Konstantin, Yeah, sorry about the tabs. I used vi in stupid-mode. I'll get close cleaned-up before a commit. As for the stncpy, I was originally thinking that an int couldn't be longer than a few characters, but on further reflection, it doesn't matter: instead, its the user input that must be fewer than 100 characters if this isn't going to fail. I decided to use strncpy because the existing code used strcpy which was IMO even worse. I was thinking I might make a bigger change to use strtol() and actually look at the value of 'endptr' after the call. I didn't want a patch that made too many changes at once. Before my patch, the strcpy was happening *after* the use of len.
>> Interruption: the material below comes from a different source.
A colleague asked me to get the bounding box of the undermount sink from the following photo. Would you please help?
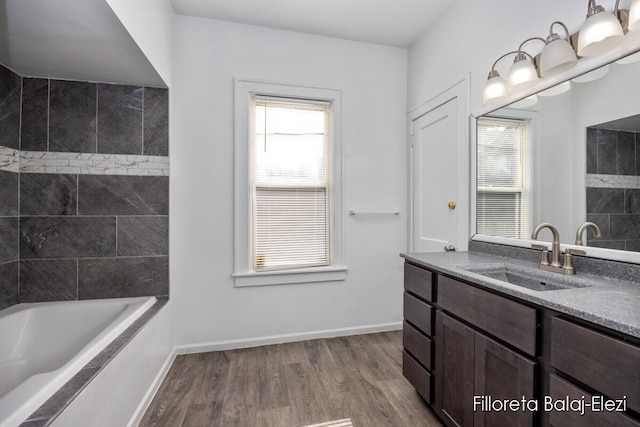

I'll clean that up, too. Using strtol (instead of atoi) will do a better job of detecting problems with the actual "value" coming from the user. Right now, if you say worker.port=abc, then atoi will return an undefined value (probably 0) for that configuration option. I'll fix the other stuff and then look at using strtol.
A more minimalistic patch would be (untested yet): Index: common/jk_map.c =================================================================== --- common/jk_map.c (revision 1583423) +++ common/jk_map.c (working copy) @@ -206,7 +206,6 @@ const char *rc; size_t len; int int_res; - int multit = 1; sprintf(buf, "%d", def); rc = jk_map_get_string(m, name, buf); @@ -213,22 +212,21 @@ len = strlen(rc); if (len) { - char *lastchar = &buf[0] + len - 1; - strcpy(buf, rc); + const char *lastchar = &rc[0] + len - 1; + int multit = 1; if ('m' == *lastchar || 'M' == *lastchar) { - *lastchar = '\0'; multit = 1024 * 1024; } else if ('k' == *lastchar || 'K' == *lastchar) { - *lastchar = '\0'; multit = 1024; } - int_res = atoi(buf); + /* Safe because atoi() will stop at any non-numeric lastchar */ + int_res = atoi(rc) * multit; } else int_res = def; - return int_res * multit; + return int_res; } double jk_map_get_double(jk_map_t *m, const char *name, double def) The only reason for using a copy of rc seems to be that we terminate the string after the number in case there was a scaling character ("k" or "M" etc.). But atoi should stop converting to a number when detecting such a character anyhow, so we don't nee to overwrite it with a zero byte and thus can operate on the original rc. No string copy, no overlap. Moving the use of multit completely to the non-default value block because it is a bit misleading to multiply in the default case (factor was "1" there).
Fixed in 1583726. Will be part of version 1.2.40.